English Standard Version
I wish those who unsettle you would emasculate themselves!

Berean Standard Bible
As for those who are agitating you, I wish they would proceed to emasculate themselves!

Berean Literal Bible
I wish those upsetting you also will emasculate themselves!

King James Bible
I would they were even cut off which trouble you.

New King James Version
I could wish that those who trouble you would even cut themselves off!

New American Standard Bible
I wish that those who are troubling you would even emasculate themselves.

NASB 1995
I wish that those who are troubling you would even mutilate themselves.

NASB 1977
Would that those who are troubling you would even mutilate themselves.

Legacy Standard Bible
I wish that those who are upsetting you would even mutilate themselves.

Amplified Bible
I wish that those who are troubling you [by teaching that circumcision is necessary for salvation] would even [go all the way and] castrate themselves!

Christian Standard Bible
I wish those who are disturbing you might also let themselves be mutilated!

Holman Christian Standard Bible
I wish those who are disturbing you might also get themselves castrated!

American Standard Version
I would that they that unsettle you would even go beyond circumcision.

Aramaic Bible in Plain English
But I would also that those who trouble you would be cut off.

Contemporary English Version
I wish everyone who is upsetting you would not only get circumcised, but would cut off much more!

Douay-Rheims Bible
I would they were even cut off, who trouble you.

English Revised Version
I would that they which unsettle you would even cut themselves off.

GOD'S WORD® Translation
I wish those troublemakers would castrate themselves.

Good News Translation
I wish that the people who are upsetting you would go all the way; let them go on and castrate themselves!

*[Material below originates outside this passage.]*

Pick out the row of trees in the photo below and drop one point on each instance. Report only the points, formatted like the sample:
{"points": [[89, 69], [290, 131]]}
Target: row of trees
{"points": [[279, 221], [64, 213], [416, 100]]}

International Standard Version
I wish that those who are upsetting you would castrate themselves!

Literal Standard Version
O that even they would cut themselves off who are unsettling you!

Majority Standard Bible
As for those who are agitating you, I wish they would proceed to emasculate themselves!

New American Bible
Would that those who are upsetting you might also castrate themselves!

NET Bible
I wish those agitators would go so far as to castrate themselves!

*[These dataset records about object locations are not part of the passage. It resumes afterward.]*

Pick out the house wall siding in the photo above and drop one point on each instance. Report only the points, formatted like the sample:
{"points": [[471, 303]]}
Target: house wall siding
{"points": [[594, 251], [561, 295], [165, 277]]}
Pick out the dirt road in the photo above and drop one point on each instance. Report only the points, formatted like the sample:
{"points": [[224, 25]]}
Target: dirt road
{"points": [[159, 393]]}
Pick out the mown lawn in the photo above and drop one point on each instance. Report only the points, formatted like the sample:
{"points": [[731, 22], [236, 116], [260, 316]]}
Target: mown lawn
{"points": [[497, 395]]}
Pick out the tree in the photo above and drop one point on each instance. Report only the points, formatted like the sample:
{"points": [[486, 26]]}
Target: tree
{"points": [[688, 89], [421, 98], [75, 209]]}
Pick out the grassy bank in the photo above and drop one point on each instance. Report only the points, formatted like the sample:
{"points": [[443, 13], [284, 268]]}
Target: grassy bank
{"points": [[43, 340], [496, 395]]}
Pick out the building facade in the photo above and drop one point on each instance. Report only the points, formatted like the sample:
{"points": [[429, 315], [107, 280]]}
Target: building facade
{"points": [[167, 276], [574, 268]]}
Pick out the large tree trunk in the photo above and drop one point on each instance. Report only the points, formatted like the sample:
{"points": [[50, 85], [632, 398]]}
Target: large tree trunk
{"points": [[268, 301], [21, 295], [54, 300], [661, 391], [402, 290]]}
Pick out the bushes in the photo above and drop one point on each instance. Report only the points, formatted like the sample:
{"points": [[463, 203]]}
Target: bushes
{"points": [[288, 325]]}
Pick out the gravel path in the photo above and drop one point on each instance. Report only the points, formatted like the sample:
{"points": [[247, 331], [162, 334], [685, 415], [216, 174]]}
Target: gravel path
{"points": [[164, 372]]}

New Revised Standard Version
I wish those who unsettle you would castrate themselves!

New Heart English Bible
I wish that those who disturb you would cut themselves off.

Webster's Bible Translation
I would they were even cut off who trouble you.

Weymouth New Testament
Would to God that those who are unsettling your faith would even mutilate themselves.

World English Bible
I wish that those who disturb you would cut themselves off.

Young's Literal Translation
O that even they would cut themselves off who are unsettling you!

Additional Translations ...
Audio Bible

Freedom in Christ
11Now, brothers, if I am still preaching circumcision, why am I still being persecuted? In that case the offense of the cross has been abolished. 12As for those who are agitating you, I wish they would proceed to emasculate themselves! 13For you, brothers, were called to freedom; but do not use your freedom as an opportunity for the flesh. Rather, serve one another in love.…

Cross References
Deuteronomy 23:1
No man with crushed or severed genitals may enter the assembly of the LORD.

Galatians 2:4
This issue arose because some false brothers had come in under false pretenses to spy on our freedom in Christ Jesus, in order to enslave us.

Galatians 5:10
I am confident in the Lord that you will take no other view. The one who is troubling you will bear the judgment, whoever he may be.

Treasury of Scripture

I would they were even cut off which trouble you.


Galatians 5:10
I have confidence in you through the Lord, that ye will be none otherwise minded: but he that troubleth you shall bear his judgment, whosoever he be.

Galatians 1:8,9
But though we, or an angel from heaven, preach any other gospel unto you than that which we have preached unto you, let him be accursed…

Genesis 17:14
And the uncircumcised man child whose flesh of his foreskin is not circumcised, that soul shall be cut off from his people; he hath broken my covenant.


Acts 15:1,2,24
And certain men which came down from Judaea taught the brethren, and said, Except ye be circumcised after the manner of Moses, ye cannot be saved…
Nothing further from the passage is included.